Oui, je sais. Et cette promesse, vous l'avez tenue. Vous êtes devenu Frère des Écoles Chrétiennes.
(Un faible sourire éclaire son visage.) Ce fut ma voie, tracée pour moi. Dès mon plus jeune âge, j'ai ressenti cet appel. Les Frères m'ont tout appris. J'ai eu la chance de partir pour la France, loin de mon île natale. Le Frère Apronien-Marie a vu quelque chose en moi.
Vous avez eu une vie dévouée à l'enseignement, n'est-ce pas ? En Égypte, surtout. Ramleh, Alexandrie, Mansourah, le Caire…
(Ses yeux s'animent un peu à l'évocation de ses souvenirs.) Oui. L'Égypte… Un pays si différent de la Réunion. Mes débuts furent déconcertants, un mélange d'élèves de toutes nationalités, de toutes religions. Mais la foi guide toujours. J'ai essayé d'inspirer la piété, la dévotion. J'ai vu tant de jeunes esprits s'éveiller. J'ai même fondé une académie littéraire pour mes élèves les plus brillants. Et la Société de Saint-Vincent-de-Paul… J'ai poussé à la création de cette école gratuite pour les filles. Il y a tant à faire pour le bien.
Vous avez aussi écrit, il me semble, pour le Bulletin du Cercle de Sainte-Catherine.
(Un hochement de tête.) C'était une joie, un moyen de rester en contact avec les anciens élèves. Écrire, c'était ma façon de continuer à semer. J'ai toujours cru en la force des mots, de la connaissance.
Malgré toutes les épreuves, la distance avec votre famille que vous n'avez plus jamais revue…
(Ses yeux se ferment un instant, la douleur palpable.) Cela fut le plus difficile. Apprendre les décès, les uns après les autres, sans pouvoir être là. C'est le sacrifice de ma vocation. Mais ma foi est restée inébranlable. Elle m'a porté à travers tout.
Vous êtes ici maintenant, Frère Ignace-Clément. À Moulins.

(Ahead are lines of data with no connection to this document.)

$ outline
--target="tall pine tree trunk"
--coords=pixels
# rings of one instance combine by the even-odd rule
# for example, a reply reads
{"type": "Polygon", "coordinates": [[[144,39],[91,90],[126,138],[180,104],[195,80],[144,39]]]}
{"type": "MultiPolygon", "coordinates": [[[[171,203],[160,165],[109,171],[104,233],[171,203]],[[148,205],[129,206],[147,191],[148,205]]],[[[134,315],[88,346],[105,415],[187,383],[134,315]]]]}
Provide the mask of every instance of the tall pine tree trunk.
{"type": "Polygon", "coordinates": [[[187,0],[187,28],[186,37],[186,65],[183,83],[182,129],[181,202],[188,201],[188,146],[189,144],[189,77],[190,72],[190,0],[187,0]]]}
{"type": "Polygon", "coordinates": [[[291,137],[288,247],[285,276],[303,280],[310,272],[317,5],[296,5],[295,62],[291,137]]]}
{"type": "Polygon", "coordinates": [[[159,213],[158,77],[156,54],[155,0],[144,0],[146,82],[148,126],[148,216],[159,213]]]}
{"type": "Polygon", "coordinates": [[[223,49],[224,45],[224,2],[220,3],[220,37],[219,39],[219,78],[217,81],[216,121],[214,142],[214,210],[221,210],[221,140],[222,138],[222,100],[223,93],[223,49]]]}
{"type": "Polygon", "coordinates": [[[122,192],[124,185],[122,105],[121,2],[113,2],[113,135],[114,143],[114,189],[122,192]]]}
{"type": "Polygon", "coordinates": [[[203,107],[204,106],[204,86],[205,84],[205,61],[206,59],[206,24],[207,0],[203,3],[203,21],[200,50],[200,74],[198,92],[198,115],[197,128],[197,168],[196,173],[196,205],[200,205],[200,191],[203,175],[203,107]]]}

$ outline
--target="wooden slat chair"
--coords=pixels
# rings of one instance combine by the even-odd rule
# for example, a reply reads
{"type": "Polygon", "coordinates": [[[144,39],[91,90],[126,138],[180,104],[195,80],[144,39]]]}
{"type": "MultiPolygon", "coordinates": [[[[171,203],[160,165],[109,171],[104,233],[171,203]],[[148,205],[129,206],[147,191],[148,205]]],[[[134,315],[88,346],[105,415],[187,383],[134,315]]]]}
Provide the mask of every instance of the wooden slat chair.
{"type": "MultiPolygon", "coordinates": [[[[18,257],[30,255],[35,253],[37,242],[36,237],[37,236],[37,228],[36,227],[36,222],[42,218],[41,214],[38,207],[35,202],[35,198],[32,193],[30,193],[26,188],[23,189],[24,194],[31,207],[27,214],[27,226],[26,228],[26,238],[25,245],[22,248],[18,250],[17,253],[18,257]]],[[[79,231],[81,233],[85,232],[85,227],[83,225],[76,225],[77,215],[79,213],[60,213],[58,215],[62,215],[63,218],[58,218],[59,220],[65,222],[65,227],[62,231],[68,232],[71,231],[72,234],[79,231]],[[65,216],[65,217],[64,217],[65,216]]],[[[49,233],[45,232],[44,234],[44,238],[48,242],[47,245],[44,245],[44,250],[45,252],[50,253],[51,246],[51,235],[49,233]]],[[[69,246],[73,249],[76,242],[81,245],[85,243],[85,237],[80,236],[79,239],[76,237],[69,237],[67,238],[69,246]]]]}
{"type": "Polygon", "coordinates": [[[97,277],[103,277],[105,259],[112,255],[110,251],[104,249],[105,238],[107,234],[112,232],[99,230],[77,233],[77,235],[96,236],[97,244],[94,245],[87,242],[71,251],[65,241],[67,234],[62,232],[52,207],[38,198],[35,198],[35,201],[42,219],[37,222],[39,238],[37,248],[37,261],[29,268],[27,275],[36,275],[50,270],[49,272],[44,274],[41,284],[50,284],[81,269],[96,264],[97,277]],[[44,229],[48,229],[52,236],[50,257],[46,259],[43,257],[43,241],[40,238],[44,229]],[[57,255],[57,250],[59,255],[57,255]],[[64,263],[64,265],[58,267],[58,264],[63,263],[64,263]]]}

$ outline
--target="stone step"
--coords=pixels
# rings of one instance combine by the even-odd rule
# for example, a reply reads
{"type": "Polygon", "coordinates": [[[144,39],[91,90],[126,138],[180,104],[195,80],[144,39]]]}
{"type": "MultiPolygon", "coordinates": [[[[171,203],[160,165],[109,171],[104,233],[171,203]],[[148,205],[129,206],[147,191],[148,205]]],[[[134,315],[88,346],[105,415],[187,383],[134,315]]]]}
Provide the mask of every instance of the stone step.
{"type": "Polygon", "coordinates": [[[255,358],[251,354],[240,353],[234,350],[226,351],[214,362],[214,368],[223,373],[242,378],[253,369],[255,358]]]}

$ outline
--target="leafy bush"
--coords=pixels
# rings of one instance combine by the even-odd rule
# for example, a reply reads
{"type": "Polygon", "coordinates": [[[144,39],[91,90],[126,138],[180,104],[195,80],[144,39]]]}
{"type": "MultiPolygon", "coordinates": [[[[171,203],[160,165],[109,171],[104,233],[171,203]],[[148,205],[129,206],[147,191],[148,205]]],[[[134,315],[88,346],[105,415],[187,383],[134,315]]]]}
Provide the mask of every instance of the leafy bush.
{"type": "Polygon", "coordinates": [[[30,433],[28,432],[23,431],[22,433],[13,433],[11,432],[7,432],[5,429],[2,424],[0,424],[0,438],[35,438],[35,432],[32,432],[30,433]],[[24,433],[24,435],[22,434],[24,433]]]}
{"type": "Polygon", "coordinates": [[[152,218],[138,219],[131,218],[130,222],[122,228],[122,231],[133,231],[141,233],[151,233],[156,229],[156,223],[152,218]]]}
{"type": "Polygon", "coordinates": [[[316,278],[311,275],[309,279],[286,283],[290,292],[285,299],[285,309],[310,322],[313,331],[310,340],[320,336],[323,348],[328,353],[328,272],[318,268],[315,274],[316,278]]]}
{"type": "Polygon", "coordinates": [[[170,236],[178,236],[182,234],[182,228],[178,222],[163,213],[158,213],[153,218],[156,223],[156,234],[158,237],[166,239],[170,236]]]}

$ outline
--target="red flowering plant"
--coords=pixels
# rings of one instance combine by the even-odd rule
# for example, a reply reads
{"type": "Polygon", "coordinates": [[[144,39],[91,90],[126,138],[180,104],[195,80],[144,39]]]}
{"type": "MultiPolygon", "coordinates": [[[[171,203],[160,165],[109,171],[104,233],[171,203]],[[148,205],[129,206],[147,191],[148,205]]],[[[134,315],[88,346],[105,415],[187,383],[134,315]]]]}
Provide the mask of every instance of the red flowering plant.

(Un soupir plus profond, le souffle de plus en plus court.) Oui… Le corps est fatigué. Le diabète, l'albuminurie… Mes forces m'abandonnent. Mais mon âme… mon âme est prête. Je me suis remis entre les mains du Seigneur. Je n'ai rien possédé, si ce n'est ma foi et mon désir de servir.
Frère Ignace-Clément, votre vie est un témoignage de dévouement et de résilience. Vous avez apporté tant à ceux que vous avez rencontrés, et votre héritage perdurera bien au-delà de ce monastère. Je suis si reconnaissante d'avoir pu vous rencontrer.
(Un léger sourire s'esquisse sur ses lèvres, empreint d'une douce mélancolie.) C'est une grâce de savoir que mon passage a touché quelqu'un, même après tant d'années. Merci, ma chère parente, pour cette visite.
Je sens le temps se dérober, le passé me tirant de son emprise. Avant que le moment ne se fige, je pose ma main sur la sienne, un geste silencieux d'adieu et de reconnaissance. Je le quitte là, paisible, son regard tourné vers un ailleurs serein. Je savais qu'il était en paix, ayant accompli sa mission jusqu'au bout.